The image is the aggravating part of things. You could post the same image multiple times and it will crop a little in a different way each time.
The important areas of your image can get cropped out, so half of your product winds up being gone, or your text gets cropped out, or things get really difficult to read. Now there's a basic cropping tool constructed into the image upload function with posts, but it's not locked to an element ratio. So then you're going to wind up penzu.com/p/7e59dd78 with black bars either on the leading or on the side if you don't crop it to the correct element ratio, which is, by the way, 1200 pixels width by 900 pixels high.
You need to have a handle on what the safe location is within the image. So to make things easier, we created this Google Posts Cropping Guide. It's a Photoshop document with integrated guides to show you what the safe area is. You can download it at bit.ly/ posts-image-guide. Ensure you put that in lowercase because it's case delicate.
But it looks like this. Anything within that white grid is safe and that's what's going to appear because post thumbnail. Then when you see the full post, the rest of the image shows up. You can get truly creative and have things like here's the image, but then when it pops up, there's extra text at the bottom.
Consist of UTM tracking.
Now, for the call to action link, you require to be sure that you consist of UTM tracking, because Google Analytics doesn't constantly attribute that traffic correctly, particularly on mobile.
Now if you include UTM tagging, you can make sure that the clicks are attributed to Google organic, and after that you can use the campaign variable to differentiate in between the posts that you published so you'll have the ability to see which post produced more click-throughs or more conversions and after that you can adjust your technique moving on to utilize the more efficient post types.
So for those of you that aren't super knowledgeable about UTM tagging, it's essentially including a query string like this to the end of the URL that you're tagging so it forces Google Analytics to attribute the session a certain way that you're specifying.
Here's the structure that I suggest utilizing when you do Google posts. UTM_Medium is Organic, and UTM_Campaign is some sort of post identifier. Some people like to utilize Google as the source.
At a high level, when you look at your source medium report, that traffic all gets lumped together with everything from Google. In some cases it's puzzling for clients who don't really understand that they can look at secondary dimensions to break apart that traffic. More importantly, it's much easier for you to see your post traffic independently when you look at the default source medium report.
You want to leave organic as your medium so that it's lumped and organized correctly on the default channel report with all natural traffic. Then you enter some sort of identifier, some sort of text string or date that can let you understand which post you're discussing with that project variable. Make sure it's something unique so that you understand which publish you're talking about, whether it's automobile post, oil post, or a date variety or the title of the post so you understand when you're looking in Google Analytics.

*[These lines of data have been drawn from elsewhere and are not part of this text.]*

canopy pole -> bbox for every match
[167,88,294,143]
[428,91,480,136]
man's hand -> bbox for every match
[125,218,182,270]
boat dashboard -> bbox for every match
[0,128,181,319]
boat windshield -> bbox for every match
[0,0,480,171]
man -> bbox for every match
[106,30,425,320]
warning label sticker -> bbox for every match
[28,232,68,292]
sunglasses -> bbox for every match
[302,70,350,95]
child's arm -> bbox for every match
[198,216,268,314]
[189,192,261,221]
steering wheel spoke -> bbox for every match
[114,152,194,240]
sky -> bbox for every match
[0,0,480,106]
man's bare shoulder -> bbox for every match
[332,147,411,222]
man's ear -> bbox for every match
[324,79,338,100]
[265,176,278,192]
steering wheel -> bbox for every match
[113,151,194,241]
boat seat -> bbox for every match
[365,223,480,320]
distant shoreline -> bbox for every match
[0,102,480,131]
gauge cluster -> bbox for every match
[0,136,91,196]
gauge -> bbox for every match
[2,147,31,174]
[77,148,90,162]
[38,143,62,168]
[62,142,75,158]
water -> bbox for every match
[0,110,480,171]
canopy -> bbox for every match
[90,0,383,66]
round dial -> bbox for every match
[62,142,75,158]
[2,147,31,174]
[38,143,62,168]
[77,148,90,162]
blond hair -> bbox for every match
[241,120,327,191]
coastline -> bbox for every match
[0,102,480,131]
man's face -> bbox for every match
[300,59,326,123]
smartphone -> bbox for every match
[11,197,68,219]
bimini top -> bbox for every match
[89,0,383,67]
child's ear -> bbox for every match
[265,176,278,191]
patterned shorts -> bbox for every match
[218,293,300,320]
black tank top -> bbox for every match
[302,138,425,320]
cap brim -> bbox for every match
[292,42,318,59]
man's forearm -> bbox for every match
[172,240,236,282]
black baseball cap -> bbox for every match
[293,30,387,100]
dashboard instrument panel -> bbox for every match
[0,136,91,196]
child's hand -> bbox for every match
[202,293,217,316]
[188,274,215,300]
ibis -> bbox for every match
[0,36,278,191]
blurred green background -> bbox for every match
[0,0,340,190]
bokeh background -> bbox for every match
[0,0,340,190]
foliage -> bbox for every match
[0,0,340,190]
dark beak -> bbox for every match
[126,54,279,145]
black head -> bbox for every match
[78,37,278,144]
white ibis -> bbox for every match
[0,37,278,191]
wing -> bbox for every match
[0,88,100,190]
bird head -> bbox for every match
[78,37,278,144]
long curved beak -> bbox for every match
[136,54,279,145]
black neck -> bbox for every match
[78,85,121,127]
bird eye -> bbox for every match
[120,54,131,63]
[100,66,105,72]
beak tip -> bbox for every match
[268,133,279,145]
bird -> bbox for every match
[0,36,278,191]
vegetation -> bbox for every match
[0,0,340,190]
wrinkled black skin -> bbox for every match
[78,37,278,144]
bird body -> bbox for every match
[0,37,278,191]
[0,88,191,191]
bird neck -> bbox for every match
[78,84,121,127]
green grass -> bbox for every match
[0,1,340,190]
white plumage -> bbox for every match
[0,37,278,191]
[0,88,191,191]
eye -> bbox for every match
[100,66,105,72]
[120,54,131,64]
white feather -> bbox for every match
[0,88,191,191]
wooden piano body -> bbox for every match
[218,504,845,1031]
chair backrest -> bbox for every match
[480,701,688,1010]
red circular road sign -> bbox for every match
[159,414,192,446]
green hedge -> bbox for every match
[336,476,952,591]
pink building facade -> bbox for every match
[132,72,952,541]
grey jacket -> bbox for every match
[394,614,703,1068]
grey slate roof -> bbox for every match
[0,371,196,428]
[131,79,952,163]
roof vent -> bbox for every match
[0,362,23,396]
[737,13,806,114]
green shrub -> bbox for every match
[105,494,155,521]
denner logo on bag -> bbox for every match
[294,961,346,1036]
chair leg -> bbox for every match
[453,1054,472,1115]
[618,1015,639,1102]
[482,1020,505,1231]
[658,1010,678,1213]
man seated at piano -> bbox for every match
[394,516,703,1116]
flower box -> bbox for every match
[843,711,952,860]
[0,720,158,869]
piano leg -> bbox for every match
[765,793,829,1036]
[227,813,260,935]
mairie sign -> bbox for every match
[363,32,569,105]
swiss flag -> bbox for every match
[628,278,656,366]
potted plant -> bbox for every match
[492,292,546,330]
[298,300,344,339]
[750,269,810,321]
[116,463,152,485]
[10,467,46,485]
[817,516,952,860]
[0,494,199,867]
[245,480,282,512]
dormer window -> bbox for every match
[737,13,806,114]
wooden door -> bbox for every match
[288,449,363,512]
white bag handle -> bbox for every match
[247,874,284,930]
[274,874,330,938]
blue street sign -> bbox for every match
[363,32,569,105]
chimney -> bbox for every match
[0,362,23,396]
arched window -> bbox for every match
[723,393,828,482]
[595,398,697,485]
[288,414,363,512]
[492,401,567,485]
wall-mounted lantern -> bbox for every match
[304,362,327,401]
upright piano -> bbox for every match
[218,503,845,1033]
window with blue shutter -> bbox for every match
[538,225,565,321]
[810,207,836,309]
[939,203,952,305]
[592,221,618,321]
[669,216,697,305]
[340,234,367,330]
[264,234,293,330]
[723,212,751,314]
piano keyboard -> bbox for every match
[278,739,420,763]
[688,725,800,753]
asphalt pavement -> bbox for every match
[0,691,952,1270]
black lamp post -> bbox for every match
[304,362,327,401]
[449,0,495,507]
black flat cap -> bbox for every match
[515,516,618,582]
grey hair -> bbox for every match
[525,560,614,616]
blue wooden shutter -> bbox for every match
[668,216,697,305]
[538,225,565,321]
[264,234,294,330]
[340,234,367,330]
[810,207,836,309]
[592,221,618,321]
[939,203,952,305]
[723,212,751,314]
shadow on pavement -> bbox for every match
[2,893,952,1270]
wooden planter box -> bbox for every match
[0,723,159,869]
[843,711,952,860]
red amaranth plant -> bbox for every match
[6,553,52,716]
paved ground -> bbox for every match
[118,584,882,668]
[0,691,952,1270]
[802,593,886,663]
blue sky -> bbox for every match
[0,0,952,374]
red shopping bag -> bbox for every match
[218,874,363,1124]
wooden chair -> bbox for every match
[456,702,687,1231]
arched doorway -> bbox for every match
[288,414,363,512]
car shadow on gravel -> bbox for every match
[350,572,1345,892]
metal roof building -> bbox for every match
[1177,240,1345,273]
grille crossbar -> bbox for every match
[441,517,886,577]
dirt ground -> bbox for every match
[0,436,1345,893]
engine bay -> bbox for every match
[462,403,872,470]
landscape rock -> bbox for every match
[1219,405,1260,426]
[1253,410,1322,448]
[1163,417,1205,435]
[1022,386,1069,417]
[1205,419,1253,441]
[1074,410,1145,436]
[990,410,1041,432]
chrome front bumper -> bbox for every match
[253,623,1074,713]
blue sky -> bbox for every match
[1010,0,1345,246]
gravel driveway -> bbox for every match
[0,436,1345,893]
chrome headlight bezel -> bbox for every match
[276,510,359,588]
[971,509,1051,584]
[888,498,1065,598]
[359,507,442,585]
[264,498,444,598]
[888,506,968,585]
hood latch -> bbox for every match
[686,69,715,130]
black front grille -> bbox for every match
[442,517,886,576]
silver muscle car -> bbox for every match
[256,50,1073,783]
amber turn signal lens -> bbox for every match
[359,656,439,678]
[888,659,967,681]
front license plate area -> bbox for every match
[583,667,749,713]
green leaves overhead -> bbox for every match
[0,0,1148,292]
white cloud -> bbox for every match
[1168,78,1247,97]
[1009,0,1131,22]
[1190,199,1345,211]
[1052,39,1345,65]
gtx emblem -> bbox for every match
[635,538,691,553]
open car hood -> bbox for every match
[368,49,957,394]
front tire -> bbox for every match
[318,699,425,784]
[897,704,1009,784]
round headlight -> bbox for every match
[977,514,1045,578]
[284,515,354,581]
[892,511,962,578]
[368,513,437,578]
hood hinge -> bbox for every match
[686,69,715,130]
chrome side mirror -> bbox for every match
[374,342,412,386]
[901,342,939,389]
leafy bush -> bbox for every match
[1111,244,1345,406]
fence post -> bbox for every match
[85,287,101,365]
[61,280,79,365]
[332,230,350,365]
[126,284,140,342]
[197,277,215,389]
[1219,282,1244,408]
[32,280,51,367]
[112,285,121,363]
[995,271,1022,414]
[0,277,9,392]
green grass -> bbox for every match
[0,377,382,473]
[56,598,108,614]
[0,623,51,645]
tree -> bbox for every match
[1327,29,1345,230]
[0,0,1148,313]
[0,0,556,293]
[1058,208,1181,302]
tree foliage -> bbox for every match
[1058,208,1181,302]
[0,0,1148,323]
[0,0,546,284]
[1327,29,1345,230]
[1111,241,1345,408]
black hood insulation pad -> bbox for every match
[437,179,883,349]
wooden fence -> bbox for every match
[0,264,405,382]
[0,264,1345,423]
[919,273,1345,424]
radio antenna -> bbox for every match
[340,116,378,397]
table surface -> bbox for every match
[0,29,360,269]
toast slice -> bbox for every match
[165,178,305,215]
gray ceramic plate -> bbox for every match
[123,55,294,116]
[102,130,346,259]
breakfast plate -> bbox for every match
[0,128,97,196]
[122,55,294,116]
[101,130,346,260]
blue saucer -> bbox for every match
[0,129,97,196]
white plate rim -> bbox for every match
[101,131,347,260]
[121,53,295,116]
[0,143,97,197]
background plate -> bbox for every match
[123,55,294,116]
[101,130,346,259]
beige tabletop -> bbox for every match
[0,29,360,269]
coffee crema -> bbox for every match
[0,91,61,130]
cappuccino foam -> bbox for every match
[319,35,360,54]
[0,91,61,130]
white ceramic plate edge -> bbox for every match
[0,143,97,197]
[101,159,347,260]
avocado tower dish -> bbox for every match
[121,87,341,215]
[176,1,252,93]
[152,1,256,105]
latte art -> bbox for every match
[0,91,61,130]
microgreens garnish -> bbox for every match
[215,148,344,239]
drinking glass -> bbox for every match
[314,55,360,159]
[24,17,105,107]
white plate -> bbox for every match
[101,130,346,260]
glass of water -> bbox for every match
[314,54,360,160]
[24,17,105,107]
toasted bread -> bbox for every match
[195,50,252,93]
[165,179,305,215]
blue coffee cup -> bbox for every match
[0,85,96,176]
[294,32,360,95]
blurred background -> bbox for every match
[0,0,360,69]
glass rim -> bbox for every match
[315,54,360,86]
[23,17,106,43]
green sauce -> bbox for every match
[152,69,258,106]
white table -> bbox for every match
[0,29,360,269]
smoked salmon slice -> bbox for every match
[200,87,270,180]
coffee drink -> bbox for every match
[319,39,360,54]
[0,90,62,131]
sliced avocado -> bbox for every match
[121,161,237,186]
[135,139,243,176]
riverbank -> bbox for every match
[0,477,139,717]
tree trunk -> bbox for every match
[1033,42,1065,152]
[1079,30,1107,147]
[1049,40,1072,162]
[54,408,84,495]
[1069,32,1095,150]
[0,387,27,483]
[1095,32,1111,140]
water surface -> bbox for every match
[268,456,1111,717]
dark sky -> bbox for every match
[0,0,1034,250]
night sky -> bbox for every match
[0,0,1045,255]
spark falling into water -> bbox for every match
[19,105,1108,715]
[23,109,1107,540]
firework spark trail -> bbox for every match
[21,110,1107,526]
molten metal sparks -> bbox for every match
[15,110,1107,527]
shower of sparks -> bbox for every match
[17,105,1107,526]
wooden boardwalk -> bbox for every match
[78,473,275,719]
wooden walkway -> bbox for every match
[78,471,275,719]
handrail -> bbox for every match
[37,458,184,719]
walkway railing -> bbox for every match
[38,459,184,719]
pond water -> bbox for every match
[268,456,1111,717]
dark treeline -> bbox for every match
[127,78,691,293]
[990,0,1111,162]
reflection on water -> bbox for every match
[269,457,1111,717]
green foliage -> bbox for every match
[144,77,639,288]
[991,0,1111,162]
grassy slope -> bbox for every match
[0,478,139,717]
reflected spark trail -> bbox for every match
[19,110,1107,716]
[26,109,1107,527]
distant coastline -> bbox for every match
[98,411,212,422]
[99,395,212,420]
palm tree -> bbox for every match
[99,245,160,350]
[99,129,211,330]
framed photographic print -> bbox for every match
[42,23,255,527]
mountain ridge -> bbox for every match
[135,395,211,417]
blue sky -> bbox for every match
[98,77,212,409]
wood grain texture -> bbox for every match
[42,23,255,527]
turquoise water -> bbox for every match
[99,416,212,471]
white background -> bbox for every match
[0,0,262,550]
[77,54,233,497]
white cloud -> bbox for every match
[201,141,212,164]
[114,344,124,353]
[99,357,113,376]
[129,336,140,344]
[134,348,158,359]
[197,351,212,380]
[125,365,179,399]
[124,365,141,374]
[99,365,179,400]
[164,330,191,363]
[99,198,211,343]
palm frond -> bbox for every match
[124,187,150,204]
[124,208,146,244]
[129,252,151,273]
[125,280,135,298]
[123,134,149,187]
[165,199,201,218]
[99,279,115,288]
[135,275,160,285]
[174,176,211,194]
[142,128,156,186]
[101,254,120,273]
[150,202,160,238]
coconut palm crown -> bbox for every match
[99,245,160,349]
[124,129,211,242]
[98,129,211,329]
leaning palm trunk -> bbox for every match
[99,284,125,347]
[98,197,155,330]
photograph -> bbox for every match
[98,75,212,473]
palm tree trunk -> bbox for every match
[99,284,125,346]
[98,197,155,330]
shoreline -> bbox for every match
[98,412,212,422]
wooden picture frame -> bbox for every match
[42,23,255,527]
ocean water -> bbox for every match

It's likewise important to point out that Google My Service Insights will reveal you the number of views and clicks, however it's a bit complicated due to the fact that numerous impressions and/or several clicks from the same users are counted individually. That's why including the UTM tagging is so important for tracking properly your performance.
Upload videos.
Final note, you can also publish videos so a video displays in the thumbnail and in the post.
When users see that thumbnail that has a little play button on it and they click it, when the post pops up, the video will play there. Now the file size limit is 30 seconds or 75 MB, which if you got commercials, that's generally the best size. Even though they have actually been around for a couple of years, a lot of services still ignore Posts. Now you understand how to rock Posts so you'll stick out from rivals and create more click-throughs.